Residency is unique to bounded structures, not to households. Therefore, some polygamous men were not only members but also residents of more than one household within a bounded structure at the same time. Where there were multiple memberships of households that were resident at the same bounded structure at the same time, we selected the residence at which the individual spent the most time in the previous 6 months.

7

Few of these individuals actively refused to participate: some had out-migrated after January 1, 2001 and not retained a household membership before the HSE-1 data collection began, some died before HSE-1 data collection began, and some were not found.

8
As described by Little and Rubin (2002), the score specification was estimated using a logit model, i.e.:
ln[Pr(M=1)/(1Pr(M=1))]=β0+β1X1i+β2X2i+βiXi

Where Xi … represents the known covariates of ‘participation’ in the HSE-1. These included sex, residency status, marital status, and other measures of household composition. The predicted probabilities from this model were the propensity scores. We then weighted the respondents by dividing the mean participation rate by the predictions of the regression; i.e. weight=r(mean participated) / Pr(M = 1).

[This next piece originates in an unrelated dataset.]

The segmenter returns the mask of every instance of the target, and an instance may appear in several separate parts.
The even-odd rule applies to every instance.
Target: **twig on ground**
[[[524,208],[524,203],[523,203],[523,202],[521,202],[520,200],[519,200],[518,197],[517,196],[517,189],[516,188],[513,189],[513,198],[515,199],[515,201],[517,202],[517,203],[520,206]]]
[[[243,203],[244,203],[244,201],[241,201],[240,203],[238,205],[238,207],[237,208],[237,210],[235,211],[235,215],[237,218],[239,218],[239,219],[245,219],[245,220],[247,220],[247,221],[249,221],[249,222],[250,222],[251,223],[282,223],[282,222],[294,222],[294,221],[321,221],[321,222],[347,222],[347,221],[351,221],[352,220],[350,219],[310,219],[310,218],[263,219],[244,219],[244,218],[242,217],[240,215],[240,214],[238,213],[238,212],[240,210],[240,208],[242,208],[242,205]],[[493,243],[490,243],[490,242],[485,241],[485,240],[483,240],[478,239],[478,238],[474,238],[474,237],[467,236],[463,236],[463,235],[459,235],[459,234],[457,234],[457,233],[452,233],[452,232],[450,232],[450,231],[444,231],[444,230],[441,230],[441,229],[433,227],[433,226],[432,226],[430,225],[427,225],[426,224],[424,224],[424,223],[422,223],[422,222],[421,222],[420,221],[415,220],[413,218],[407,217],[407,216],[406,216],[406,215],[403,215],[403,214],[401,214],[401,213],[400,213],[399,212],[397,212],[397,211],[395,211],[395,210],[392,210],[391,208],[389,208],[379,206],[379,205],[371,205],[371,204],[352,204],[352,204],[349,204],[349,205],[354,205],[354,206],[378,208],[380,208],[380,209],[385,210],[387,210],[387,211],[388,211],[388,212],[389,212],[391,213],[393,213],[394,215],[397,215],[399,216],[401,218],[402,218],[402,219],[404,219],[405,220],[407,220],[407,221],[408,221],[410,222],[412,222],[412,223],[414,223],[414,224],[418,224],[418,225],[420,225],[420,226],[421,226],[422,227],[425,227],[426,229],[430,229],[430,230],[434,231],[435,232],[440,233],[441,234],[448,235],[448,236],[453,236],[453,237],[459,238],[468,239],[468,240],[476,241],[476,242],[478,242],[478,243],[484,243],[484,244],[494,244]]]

The method corresponds to ‘inverse probability weighting’, another term used in the literature on causal inference methods.

9

These analyses used the most recent demographic information collected prior to (or at same time as) the collection of socio-economic data for each individual who participated in the HSE-1. Where HSE-1 data were missing, the demographic information collected at earliest visit after January 1, 2001 was used.

10

The social separation of parents and children in this population is common, with many children living with grandparents. A recent study found that only 27% of non-orphans were living with both parents (Hosegood, Floyd et al. 2007). In a context of low marriage rates, the co-membership of fathers with children is much lower than of mothers with children, which reduces the overall percentage of parents sharing household membership with children. This variable indicates whether either the mother or the father was a member of the same household as at least one of their children, on January 1, 2001.

11

The initiation of the Africa Centre HIV Treatment and Care Programme is “growing alarmingly”, increasingly drawing an influx of people into the area. (Marie-Louise Newell, personal communication, Feb. 24, 2011).

12

Montgomery and colleagues (2006) documented the ways in which, in the context of HIV, men in KZN are positively involved with their families: “They care for patients and children, financially support […] family members and are present at home, thereby enabling women to work […]” (p. 2411).